Remember the Alamo

We drove from Austin to San Antonio to spend the night for two reasons – to shorten the drive to Laredo and the Mexican border and to visit the Alamo. We checked the Alamo off the bucket list this morning. The church at night - this church was part of the Alamo compound.

I’ve been excited by stories of the Old West since I saw the Brady Bunch episode where Bobby idolizes Jesse James as a hero only to have the grandson of one of his victims relate the story of how James shot his grandfather in the back as evidence that he was a lowdown, dirty, train-robbing, scoundrel. That did not have the desired effect on me, however, and I’ve always romanticized James and other Western characters like Cole Younger, Billy the Kid, Doc Holliday, and Wyatt Earp, not as heroes necessarily, but I admired their grit under pressure, their ability to thrive in harsh living conditions, and the fact that they probably never changed their underwear.

The Alamo, being from that same general era of history, holds the same appeal for me. Now, I’m not going to go so far as to say that visiting the Alamo was a dream come true for me, but one of the first things I thought of when we planned our route to Mexico was going through San Antonio to see the Alamo. You could say I was pretty jacked about it. Yet, everyone I know who had ever seen it was, shall we say, less than impressed.

Well, I say, pistachios to them! While it is true that most of the compound that existed during the battle is buried under the asphalt and concrete of modern day San Antonio, the façade of the church, perhaps the most recognizable feature, remains intact. I don’t know if I would have been satisfied if that was the only thing I saw, but fortunately I don’t have to say because there was a shrine and museum attached – both free, otherwise we might not have gone in – so we got to see important artifacts like James Bowie’s knife and Davy Crockett’s hair brush (they both died at the Alamo) and get a history lesson that allowed us to rate the experience two thumbs up.

All our pictures of the Alamo during the day came out crummy. Notice the Crockett hotel in the background.

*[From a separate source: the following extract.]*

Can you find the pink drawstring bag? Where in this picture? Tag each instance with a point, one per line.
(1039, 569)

I’m going to condense three centuries of Alamo history into a few sentences, and - spoiler alert! – I am going to reveal the ending. The Mission San Antonio de Valero, the original structure on the Alamo site, was a church and out buildings built by the Spanish in the early 1700’s as a means to convert Indians to Catholicism and thereby increase Spanish rule. It was eventually abandoned as the Spanish lost influence in North America and then re-established in the early 1800’s as a strategic military outpost because the town it was situated near, San Antonio de Bexar, was a crossroads and center of commerce. It was referred to as the Alamo starting from this time in honor of the hometown of the Mexican cavalry that was garrisoned there and the name stuck. In Texas’ fight for independence from Mexico in 1835-36, which ironically was brought on in part by Mexico’s restriction on further immigration of U.S. citizens into Texas, it was the scene of a famous battle where the greatly outnumbered Texans who were defending the compound made the decision to stay and fight rather than surrender. They were all killed, but their bravery in electing certain death gave rise to the rallying cry “Remember the Alamo” which inspired an outnumbered army led by Sam Houston to defeat the Mexicans at San Jacinto just a short time later and secure an independent Texas – which was admitted to the Union as the 28th state in 1845.

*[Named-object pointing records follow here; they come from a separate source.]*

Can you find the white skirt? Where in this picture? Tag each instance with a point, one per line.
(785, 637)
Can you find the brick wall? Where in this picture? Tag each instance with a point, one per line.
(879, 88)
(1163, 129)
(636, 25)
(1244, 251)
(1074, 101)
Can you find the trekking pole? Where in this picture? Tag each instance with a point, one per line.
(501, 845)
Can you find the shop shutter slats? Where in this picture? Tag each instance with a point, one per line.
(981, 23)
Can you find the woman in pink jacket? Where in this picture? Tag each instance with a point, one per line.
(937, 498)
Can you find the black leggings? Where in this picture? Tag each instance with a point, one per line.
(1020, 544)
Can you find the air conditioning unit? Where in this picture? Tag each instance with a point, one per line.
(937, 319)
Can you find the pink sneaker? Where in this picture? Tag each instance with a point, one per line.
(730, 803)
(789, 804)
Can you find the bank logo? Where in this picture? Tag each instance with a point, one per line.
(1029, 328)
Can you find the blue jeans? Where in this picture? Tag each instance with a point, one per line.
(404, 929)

Surprisingly, Coconut and J were relatively interested in all this because when we stayed in North Carolina a few weeks ago with a sister of a college friend, Frank the husband let us know that his ancestor had been killed at the Alamo. Having this connection made it more bearable for Coconut and J to go through the exhibits looking for his name and reading about what an honorable guy he was. It turns out that James Butler Bonham was one of four commanders and had snuck through the Mexican siege line at one point to get help. Upon learning no help would be coming, Bonham snuck back through the lines, which the other couriers that had been sent out did not do, to let his compatriots know that they were on their own. He died with them on March 6, 1836. One has to wonder why, if it was so easy to sneak through the Mexican lines, the whole army didn’t sneak out and attack the Mexican rear, but I’m not a military strategist so I guess it didn’t make sense at the time.

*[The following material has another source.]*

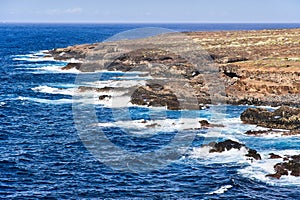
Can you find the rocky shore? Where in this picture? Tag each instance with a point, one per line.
(190, 70)
(286, 118)
(260, 67)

pointing to Bowie and Bonham's names

We didn't do anything else in San Antonio, except leave our iPad in the hotel lobby. After we reached Laredo and realized it was missing we called the hotel but it had not been turned in as lost and found. It's a bummer, but the only things that are irreplaceable on it are some photos that we took with the GoPro and potentially all of our personal banking information.